Let me try to jog your memory – the aim here is to get the point across without getting too deep into the nuts and bolts of solving a calculus issue. It’s essential to keep on reading, as this discussion is specifically related to options.

Consider the following scenario:


  1. The car starts at zero kilometres and travels five kilometres in the first 12 minutes. After another eight minutes, it covers an additional three kilometres, reaching a total of eight kilometres.


– Let ‘x’ represent the distance and ‘dx’ represent the change in distance. The change in distance, or ‘dx’, is calculated as 3 (8 – 5).

– Similarly, let ‘t’ represent time and ‘dt’ represent the change in time. The change in time, or ‘dt’, is 8 (20 – 12).

– Dividing the change in distance by the change in time gives us the velocity, denoted as ‘V’.

– V = dx / dt = 3/8.

– The velocity is expressed in kilometres per minute.


  1. To convert 3/8 to KMPH, we need to adjust the unit of time to hours. In the last 8 minutes is equivalent to 8/60 hours, we can substitute this value back into the equation.

– V = 3 / (8/60) = (3 * 60) / 8 = 22.5 KMPH.

– Hence, the car is moving at a velocity of 22.5 KMPH (kilometres per hour).


  1. It took the car 20 minutes to cover the first eight kilometres. Suppose the car continues for another six minutes, reaching the fourteenth kilometre marker.


– The speed of the car during the first part of the journey was 22.5 KMPH. By calculating the change in distance (dx=6) and the change in time (dt=6) during the second part, we can determine its velocity.

– The velocity for the second part is calculated as 6 KMPH (dx=6 and dt=6).


  1. Let’s introduce ‘dv’ as the change in velocity, which represents acceleration.


– The change in velocity can be determined by subtracting the initial velocity (22.5 KMPH) from the final velocity (6 KMPH).

– The change in velocity is 6 KMPH – 22.5 KMPH = -16.5 KMPH.

– The negative sign indicates a decrease in velocity, suggesting deceleration.

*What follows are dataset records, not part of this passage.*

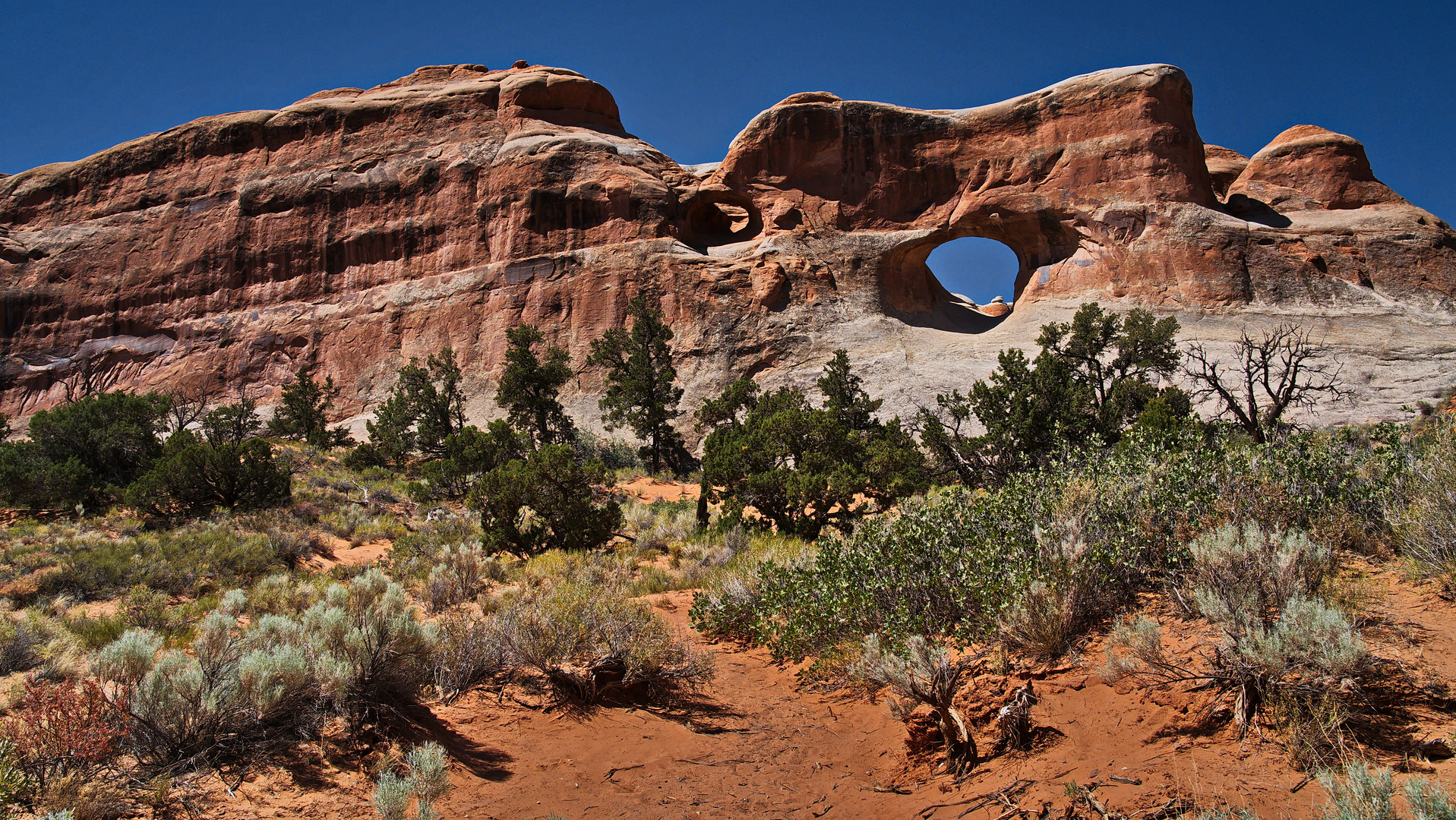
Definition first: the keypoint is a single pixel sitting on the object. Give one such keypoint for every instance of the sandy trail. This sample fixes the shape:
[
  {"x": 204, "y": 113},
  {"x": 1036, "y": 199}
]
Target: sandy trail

  1. While the change in velocity indicates deceleration, it’s important to note that this example focuses on velocity changes within a specific context. This explanation helps provide insights into the concept of acceleration, although seemingly unrelated to the concept of Gamma.


We made things much easier by assuming that acceleration is constant. Of course, in reality, this isn’t the case as you naturally accelerate at different speeds. If such a problem involves changes in one variable due to another, one must delve into a branch of calculus which is known as Differential Equations. 


Let’s consider the following now: 

Distance travelled (position) changes according to velocity, which is referred to as the 1st order derivative of position.

Change in Velocity = Acceleration

Acceleration is the rate at which velocity changes, which is itself the rate of change in position.

Therefore, Acceleration can be said to be the rate of change of Velocity or the second derivative of Position.

Bear in mind the 1st and 2nd derivatives as we continue to analyse Gamma.